Hana M. Weingartl,Carissa Embury-Hyatt,Charles Nfon,Anders Leung,Greg Smith& Gary Kobinger

Article number: 811 doi:10.1038/srep00811


Abstract (Excerpt)

Here we show ZEBOV transmission from pigs to cynomolgus macaques without direct contact. Interestingly, transmission between macaques in similar housing conditions was never observed. Piglets inoculated oro-nasally with ZEBOV were transferred to the room housing macaques in an open inaccessible cage system. All macaques became infected. Infectious virus was detected in oro-nasal swabs of piglets, and in blood, swabs, and tissues of macaques. This is the first report of experimental interspecies virus transmission, with the macaques also used as a human surrogate. Our finding may influence prevention and control measures during EBOV outbreaks.


Researchers speculate that:


. . .  transmission of ZEBOV could have occurred either by inhalation (of aerosol or larger droplets), and/or droplet inoculation of eyes and mucosal surfaces and/or by fomites due to droplets generated during the cleaning of the room. Infection of all four macaques in an environment, preventing direct contact between the two species and between the macaques themselves, supports the concept of airborne transmission.
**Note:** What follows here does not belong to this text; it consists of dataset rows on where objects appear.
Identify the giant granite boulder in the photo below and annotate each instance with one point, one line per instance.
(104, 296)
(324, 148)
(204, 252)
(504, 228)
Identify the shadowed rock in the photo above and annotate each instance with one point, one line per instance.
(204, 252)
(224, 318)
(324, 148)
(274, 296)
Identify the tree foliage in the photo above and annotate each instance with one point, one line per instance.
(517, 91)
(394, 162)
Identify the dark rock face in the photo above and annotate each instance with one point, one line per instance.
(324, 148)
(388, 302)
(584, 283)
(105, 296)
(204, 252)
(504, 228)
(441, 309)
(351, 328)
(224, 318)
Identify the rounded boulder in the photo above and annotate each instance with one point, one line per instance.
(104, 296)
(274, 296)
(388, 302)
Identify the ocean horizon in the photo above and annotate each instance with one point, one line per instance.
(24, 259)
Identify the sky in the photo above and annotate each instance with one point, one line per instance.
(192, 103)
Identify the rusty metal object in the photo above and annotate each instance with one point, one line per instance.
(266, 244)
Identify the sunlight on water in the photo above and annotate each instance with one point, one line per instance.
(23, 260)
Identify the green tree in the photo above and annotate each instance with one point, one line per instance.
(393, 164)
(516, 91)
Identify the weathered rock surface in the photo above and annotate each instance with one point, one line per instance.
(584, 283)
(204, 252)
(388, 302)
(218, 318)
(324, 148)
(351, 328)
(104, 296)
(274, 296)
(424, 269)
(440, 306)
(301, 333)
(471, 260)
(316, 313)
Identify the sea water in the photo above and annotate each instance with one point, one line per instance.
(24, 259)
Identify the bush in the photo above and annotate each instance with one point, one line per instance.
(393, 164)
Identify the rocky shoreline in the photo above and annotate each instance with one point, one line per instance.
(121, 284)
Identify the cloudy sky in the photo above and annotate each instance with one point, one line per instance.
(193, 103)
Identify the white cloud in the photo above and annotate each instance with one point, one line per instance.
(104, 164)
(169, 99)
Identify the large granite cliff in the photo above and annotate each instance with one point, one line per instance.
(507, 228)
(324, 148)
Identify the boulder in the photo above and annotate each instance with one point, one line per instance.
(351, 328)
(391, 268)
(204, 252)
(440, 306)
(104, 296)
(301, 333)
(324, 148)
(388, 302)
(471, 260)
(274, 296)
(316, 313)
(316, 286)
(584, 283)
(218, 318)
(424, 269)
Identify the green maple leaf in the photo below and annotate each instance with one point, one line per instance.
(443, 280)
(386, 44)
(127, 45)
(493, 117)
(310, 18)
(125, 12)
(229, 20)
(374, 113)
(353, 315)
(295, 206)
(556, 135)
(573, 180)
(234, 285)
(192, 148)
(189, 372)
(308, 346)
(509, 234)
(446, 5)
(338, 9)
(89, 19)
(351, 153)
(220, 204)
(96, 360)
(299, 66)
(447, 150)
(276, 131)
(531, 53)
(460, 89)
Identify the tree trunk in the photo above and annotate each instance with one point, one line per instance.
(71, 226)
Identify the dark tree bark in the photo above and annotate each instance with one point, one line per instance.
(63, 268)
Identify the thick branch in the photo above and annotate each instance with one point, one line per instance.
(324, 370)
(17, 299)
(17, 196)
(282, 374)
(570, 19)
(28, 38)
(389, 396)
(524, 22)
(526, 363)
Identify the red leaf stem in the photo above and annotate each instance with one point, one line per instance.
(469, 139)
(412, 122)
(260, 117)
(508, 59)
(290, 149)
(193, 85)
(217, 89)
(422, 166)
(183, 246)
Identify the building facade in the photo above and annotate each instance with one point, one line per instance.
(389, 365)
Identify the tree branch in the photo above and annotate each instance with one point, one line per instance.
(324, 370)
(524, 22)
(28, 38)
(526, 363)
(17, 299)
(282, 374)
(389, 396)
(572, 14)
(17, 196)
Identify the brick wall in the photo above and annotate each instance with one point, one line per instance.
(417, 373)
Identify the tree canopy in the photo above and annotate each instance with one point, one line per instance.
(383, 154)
While there is some degree of ambiguity here, the idea that large droplet transmission over a very short distance occurred in this setting is not unreasonable. The researchers conclude by stating (reparagraphed for readability):

The present study provides evidence that infected pigs can efficiently transmit ZEBOV to NHPs in conditions resembling farm setting.


Our findings support the hypothesis that airborne transmission may contribute to ZEBOV spread, specifically from pigs to primates, and may need to be considered in assessing transmission from animals to humans in general.


The present experimental findings would explain REBOV seropositivity of pig farmers in Philippines that were not involved in slaughtering or had no known contact with contaminated pig tissues.


The results of this study also raise a possibility that wild or domestic pigs may be a natural (non-reservoir) host for EBOV participating in the EBOV transmission to other species in sub-Saharan Africa.


According to a report by Ed Yong in The Scientist  (see Ebola from Pigs to Monkeys), these researchers are now planning a trip to Africa to do serological testing of pigs in areas that have experienced Ebola outbreaks.